Só foi possível o lançamento de novo concurso público (já em Agosto de 2017) com a assunção por parte da Câmara Municipal, em Julho de 2017, de um apoio suplementar de 70.000,00 euros, acrescendo ao do pagamento da comparticipação própria (15% – cerca de 60.000,00 euros), isenção de taxas no processo de licenciamento e disponibilização de apoio técnico (fiscalização e coordenação de segurança) que, em reunião de Câmara de Janeiro de 2017, já tinha decidido.

Neste segundo concurso (em que o preço-base estabelecido foi de 460.000,00 euros), foram aceites cinco propostas em condições regulamentares, tendo apresentado  o preço mais baixo (critério único do concurso público), 443.412,10 € (acrescido de IVA – 26.604,73€), a empresa construtora com a qual foi agora assinado o auto de consignação, depois do contrato de empreitada (prevendo um prazo de execução de nove meses, em Janeiro de 2018.

Neste (longo) processo, importa destacar alguns aspectos:

– O facto de se deverem entender estas obras não exactamente como ampliação e remodelação do “quartel” mas, mais exactamente, como ampliação e remodelação do edifício do quartel . Isto, no sentido de que, verdadeiramente, só se pode entender a estrutura como quartel se o edifício for específica e devidamente equipado como tal, sendo certo que, do equipamento existente (instalações sanitárias, mobiliário, etc,), praticamente nada é reaproveitável.
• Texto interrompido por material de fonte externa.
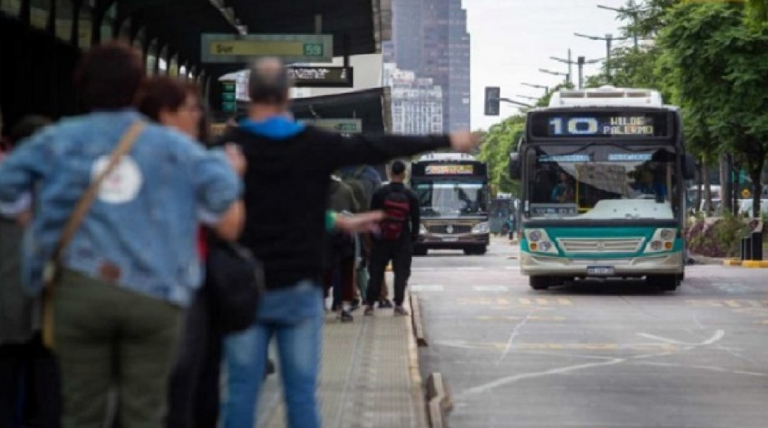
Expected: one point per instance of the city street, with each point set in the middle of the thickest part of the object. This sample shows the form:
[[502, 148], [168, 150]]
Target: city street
[[593, 355]]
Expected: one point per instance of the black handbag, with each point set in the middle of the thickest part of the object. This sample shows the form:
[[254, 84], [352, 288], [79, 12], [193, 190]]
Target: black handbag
[[236, 283]]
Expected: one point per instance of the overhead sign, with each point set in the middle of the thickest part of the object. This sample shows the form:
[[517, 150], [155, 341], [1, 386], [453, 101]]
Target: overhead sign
[[449, 170], [344, 126], [231, 48], [322, 77], [600, 124]]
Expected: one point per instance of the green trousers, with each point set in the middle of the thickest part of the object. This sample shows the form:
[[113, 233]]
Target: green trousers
[[109, 337]]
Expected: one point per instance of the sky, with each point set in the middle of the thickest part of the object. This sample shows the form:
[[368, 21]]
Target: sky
[[512, 39]]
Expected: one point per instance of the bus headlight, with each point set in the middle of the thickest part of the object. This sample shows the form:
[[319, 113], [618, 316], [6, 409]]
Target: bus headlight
[[662, 240], [481, 228], [539, 242]]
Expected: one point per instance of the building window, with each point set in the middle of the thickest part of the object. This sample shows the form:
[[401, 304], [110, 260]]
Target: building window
[[11, 7], [39, 12]]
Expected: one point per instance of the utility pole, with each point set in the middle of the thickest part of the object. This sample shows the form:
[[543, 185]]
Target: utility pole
[[545, 88], [557, 73], [580, 62], [608, 46], [633, 12]]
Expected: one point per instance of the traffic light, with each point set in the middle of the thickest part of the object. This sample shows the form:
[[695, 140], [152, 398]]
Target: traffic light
[[492, 96], [229, 97]]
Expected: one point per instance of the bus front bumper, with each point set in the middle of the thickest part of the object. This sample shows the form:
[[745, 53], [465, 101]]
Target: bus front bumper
[[659, 264], [458, 241]]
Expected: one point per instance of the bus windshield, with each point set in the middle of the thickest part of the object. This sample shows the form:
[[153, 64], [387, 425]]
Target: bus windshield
[[451, 199], [601, 181]]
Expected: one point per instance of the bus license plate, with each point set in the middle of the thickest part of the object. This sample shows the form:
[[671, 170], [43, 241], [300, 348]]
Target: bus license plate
[[600, 270]]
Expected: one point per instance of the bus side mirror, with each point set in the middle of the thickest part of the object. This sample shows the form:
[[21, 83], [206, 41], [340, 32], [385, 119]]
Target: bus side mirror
[[514, 166], [689, 167]]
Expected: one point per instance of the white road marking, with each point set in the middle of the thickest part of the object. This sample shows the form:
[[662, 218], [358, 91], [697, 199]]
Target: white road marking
[[512, 337], [427, 288], [568, 369], [490, 288]]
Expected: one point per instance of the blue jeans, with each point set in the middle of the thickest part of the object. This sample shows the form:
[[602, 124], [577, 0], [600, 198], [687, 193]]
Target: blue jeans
[[295, 317]]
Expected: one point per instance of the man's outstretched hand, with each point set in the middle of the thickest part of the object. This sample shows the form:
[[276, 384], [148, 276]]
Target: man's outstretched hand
[[465, 141], [360, 223]]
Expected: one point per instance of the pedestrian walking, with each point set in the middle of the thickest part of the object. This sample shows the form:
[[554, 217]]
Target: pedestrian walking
[[340, 253], [194, 381], [28, 374], [399, 231], [117, 202], [286, 191]]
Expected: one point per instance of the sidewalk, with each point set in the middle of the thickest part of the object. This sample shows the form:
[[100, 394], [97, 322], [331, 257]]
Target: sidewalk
[[370, 376]]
– O apoio da Câmara Municipal de S. Pedro do Sul, absolutamente decisivo, compreendendo o interesse da obra para a melhoria da estrutura de Protecção Civil de que é especialmente responsável no concelho e o erro de gestão que seria o desperdiçar-se um apoio financeiro comunitário;

– O apoio de um vizinho do quartel (professor Doutor João Ferreira de Almeida), com a doação de uma porção de terreno contígua com 210 metros quadrados quadrados, permitindo o alargamento do parque auto;

– O apoio dos proprietários de terrenos e edifícios que permitiram, gratuitamente, a instalação provisória das viaturas e bombeiros durante a execução das obras, mantendo a operacionalidade do Corpo de Bombeiros;

– O apoio da comunidade, das pessoas individualmente consideradas, na generosidade demonstrada nos peditórios já promovidos (apesar de tentar evitá-los) pela AHBVSCT;

– O esforço da AHBVSCT, num quadro de muitas outras dificuldades. Quer o financeiro (de que se destacam os cerca de 50.000,00 euros em consultoria e alterações de projectos só exiguamente comparticipados), quer o administrativo (dos órgãos sociais e comando do CB), quer o social, das bombeiras e bombeiros (em actividades de tentativa de captação de fundos).

Não obstante reconhecendo a extensão deste texto, julgou-se dever aproveitar a disponibilidade editorial da GAZETA DA BEIRA para, sobre este prolongado e desgastante processo, dar à comunidade, instituições e entidades mais directamente envolvidas a informação tão objectiva e precisa quanto possível que se lhes considera devida.